Blind tastings are often wonderful fodder for stories. New world wine bests old world classic. Upstart beer wins taste test over best seller, or Taiwan scotch beats Scottish Scotch .

In this case, we have English sparkling wine (it can't be called champagne as indicated in the title of this article of course, because only grapes grown in the Champagne region get that luxury) winning a taste test over French champagne. Here is the full story from the Telegraph.

England is not known for its grape growing climate. While Britain is one of the world's largest importers of wine, English domestic wineries are tiny in comparison. The Romans introduced viticulture to England but in large part, England was warmer then than it is now. Indeed, in a previous inter-glacial period (when England was still part of continental Europe) it appears that grapes grew wild in areas which are currently far too cold to support vines.

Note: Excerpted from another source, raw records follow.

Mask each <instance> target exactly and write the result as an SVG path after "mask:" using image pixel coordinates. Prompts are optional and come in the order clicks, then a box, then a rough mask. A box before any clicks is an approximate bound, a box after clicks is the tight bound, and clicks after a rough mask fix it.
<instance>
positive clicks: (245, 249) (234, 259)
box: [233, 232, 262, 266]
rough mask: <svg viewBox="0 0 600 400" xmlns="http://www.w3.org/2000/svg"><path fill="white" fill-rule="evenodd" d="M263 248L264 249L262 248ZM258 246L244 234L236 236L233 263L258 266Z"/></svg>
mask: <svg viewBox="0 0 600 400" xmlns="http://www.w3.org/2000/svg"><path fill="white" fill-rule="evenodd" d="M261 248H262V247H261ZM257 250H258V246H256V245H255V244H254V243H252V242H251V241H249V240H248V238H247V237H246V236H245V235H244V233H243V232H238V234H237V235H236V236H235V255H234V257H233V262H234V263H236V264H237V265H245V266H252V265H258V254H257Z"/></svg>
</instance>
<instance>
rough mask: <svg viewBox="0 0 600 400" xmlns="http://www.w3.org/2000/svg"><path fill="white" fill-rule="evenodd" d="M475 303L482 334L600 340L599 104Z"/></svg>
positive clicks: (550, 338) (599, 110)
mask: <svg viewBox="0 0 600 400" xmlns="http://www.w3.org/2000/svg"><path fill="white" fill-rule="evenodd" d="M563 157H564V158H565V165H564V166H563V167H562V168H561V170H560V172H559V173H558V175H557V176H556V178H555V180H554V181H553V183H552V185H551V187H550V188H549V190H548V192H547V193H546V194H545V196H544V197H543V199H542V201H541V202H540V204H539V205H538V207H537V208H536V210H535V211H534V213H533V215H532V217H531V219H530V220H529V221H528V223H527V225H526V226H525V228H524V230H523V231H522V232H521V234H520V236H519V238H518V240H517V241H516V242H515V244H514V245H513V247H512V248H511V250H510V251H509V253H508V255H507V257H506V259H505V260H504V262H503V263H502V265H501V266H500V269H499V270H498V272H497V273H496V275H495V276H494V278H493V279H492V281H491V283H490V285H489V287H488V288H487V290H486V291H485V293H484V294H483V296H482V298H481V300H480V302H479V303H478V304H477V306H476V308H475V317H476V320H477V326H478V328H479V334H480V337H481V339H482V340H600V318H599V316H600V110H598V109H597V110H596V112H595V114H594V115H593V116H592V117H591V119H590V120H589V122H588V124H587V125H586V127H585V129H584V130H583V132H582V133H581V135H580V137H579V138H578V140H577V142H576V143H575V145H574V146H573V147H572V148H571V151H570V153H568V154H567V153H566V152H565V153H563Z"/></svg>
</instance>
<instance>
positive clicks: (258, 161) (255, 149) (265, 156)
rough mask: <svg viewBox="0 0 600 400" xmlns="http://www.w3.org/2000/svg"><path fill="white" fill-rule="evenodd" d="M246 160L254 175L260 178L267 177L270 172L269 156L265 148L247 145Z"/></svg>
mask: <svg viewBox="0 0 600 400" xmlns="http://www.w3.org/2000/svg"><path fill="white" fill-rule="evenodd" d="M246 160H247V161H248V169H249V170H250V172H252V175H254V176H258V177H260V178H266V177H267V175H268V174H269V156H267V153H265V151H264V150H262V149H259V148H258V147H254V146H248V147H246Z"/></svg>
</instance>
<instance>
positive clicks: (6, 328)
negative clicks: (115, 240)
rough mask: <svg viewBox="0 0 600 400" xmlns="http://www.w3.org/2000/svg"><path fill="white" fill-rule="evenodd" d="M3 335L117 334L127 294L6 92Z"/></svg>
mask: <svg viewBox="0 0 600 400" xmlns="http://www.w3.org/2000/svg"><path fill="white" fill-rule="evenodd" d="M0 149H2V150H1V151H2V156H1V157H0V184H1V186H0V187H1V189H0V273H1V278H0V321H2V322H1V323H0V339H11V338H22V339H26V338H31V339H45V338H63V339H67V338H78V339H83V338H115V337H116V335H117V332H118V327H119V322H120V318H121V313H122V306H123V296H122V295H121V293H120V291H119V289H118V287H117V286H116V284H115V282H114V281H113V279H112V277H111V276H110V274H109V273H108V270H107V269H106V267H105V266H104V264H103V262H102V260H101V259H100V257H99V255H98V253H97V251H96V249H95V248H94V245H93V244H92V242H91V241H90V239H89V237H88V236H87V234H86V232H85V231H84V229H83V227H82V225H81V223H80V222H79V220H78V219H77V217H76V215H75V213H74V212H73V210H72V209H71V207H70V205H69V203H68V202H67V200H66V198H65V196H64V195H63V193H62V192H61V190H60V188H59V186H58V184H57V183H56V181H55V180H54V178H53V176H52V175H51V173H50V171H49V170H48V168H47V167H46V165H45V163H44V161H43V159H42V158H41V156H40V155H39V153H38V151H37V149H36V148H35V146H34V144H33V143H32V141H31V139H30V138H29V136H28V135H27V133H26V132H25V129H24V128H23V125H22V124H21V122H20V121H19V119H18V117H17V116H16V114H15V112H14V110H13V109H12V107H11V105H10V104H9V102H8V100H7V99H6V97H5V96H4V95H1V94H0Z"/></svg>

Wineries in England are concentrated in the warmest areas such as Kent and Sussex, but due to England's latitude (roughly as far north as Calgary), the growing season extends into October, exposing grapes to rain, wind and frost potential. However, all of those factors mean high acidity which is an excellent feature for sparkling wine. Ironically that means England could be beating France at its own game. Nyetimber's Classic Cuvée 2003 (from Sussex) was crowned Champion of Worldwide Sparkling Wines in the competition run by Italy's wine magazine Euposia. Who would have guessed?

Unfortunately, Nyetimber's Cuvée is not available in Alberta. We will have to satisfy ourselves with French champagne.